Of course, the left will ignore the hard science and embrace the “blame US industry” and “blame Bush” for not signing up for the flawed Kyoto Accord.
Unusually high solar “X-flare” activity may explain the unusually intense 2005 hurricane season. The numbers and intensity of the flares since the last solar maximum have relentlessly bombarded the Earth with high-energy particles and magnetic flux. The effect of these flares includes a high number of hurricanes, and lightning in the eyewalls of the most intense storms.
First, the cause:
[On September 7, 2005] a huge sunspot rounded the sun’s eastern limb. As soon as it appeared, it exploded, producing one of the brightest x-ray solar flares of the Space Age. In the days that followed, the growing spot exploded eight more times. Each powerful “X-flare” caused a shortwave radio blackout on Earth and pumped new energy into a radiation storm around our planet. The blasts hurled magnetic clouds toward Earth, and when they hit, on Sept 10th and 11th, ruby-red auroras were seen as far south as Arizona. (Photo: the skies above Payson AZ on Sept. 11, 2005. Photo credit: Chris Schur.)
. . .
“That’s a lot of activity,” says solar physicist David Hathaway of the National Space Science and Technology Center in Huntsville, Alabama.
Compare 2005 to the most recent Solar Max: “In the year 2000,” he recalls, “there were 3 severe geomagnetic storms and 17 X-flares.” 2005 registers about the same in both categories. Solar minimum is looking strangely like Solar Max.
One unusual effect:
January 9, 2006: The boom of thunder and crackle of lightning generally mean one thing: a storm is coming. Curiously, though, the biggest storms of all, hurricanes, are notoriously lacking in lightning. Hurricanes blow, they rain, they flood, but seldom do they crackle.

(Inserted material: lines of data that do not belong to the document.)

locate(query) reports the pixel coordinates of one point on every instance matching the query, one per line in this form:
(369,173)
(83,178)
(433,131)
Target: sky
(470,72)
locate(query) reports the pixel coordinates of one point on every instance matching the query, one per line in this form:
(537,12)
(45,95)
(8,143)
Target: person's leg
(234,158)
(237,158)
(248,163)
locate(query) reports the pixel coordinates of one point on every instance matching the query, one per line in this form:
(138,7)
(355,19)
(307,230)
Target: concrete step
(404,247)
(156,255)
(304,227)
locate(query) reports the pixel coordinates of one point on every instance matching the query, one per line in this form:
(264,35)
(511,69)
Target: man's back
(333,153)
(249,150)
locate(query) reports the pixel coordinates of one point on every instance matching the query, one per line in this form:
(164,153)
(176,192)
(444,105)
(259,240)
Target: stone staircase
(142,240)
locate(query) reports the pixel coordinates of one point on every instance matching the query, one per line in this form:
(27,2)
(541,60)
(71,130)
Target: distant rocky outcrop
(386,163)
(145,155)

Surprise: During the record-setting hurricane season of 2005 three of the most powerful storms–Rita, Katrina, and Emily–did have lightning, lots of it. And researchers would like to know why.

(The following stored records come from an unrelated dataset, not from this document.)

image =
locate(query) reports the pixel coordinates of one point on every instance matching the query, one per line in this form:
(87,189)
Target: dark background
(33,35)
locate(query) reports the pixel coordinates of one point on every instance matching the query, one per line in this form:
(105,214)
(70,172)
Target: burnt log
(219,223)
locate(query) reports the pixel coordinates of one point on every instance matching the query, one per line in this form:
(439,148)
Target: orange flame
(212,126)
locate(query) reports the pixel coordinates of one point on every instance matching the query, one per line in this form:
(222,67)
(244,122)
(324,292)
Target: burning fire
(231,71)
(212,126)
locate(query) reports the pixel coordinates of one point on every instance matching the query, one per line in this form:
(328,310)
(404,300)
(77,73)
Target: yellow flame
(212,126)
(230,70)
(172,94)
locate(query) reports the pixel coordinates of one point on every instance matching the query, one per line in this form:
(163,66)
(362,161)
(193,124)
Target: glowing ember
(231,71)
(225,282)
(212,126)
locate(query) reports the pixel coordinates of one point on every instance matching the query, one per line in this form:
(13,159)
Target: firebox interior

Right: An infrared GOES 11 satellite image of Hurricane Emily. Yellow + and – symbols mark lightning bolts detected by the North American Lightning Detection Network. The green line traces the path of the ER-2 surveillance aircraft.

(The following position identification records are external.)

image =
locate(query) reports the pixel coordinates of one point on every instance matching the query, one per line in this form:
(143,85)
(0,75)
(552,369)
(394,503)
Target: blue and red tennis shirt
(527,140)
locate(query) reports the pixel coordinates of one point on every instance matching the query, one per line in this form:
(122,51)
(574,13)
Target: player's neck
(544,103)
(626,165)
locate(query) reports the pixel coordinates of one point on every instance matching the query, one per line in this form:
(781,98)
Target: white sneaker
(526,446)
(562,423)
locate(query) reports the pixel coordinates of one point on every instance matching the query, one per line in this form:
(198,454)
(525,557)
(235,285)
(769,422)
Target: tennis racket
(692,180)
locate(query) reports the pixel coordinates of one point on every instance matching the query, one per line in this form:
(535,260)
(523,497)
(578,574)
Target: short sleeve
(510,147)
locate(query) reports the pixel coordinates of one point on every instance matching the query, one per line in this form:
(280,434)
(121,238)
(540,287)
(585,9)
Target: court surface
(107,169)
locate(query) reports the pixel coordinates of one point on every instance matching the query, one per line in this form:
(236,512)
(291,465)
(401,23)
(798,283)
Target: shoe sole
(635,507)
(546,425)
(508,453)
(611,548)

Lightning has been seen in hurricanes before. During a field campaign in 1998 called CAMEX-3, scientists detected lightning in the eye of hurricane Georges as it plowed over the Caribbean island of Hispaniola. The lightning probably was due to air forced upward — called “orographic forcing” — when the hurricane hit the mountains.
“Hurricanes are most likely to produce lightning when they’re making landfall,” says Blakeslee. But there were no mountains beneath the “electric hurricanes” of 2005—only flat water.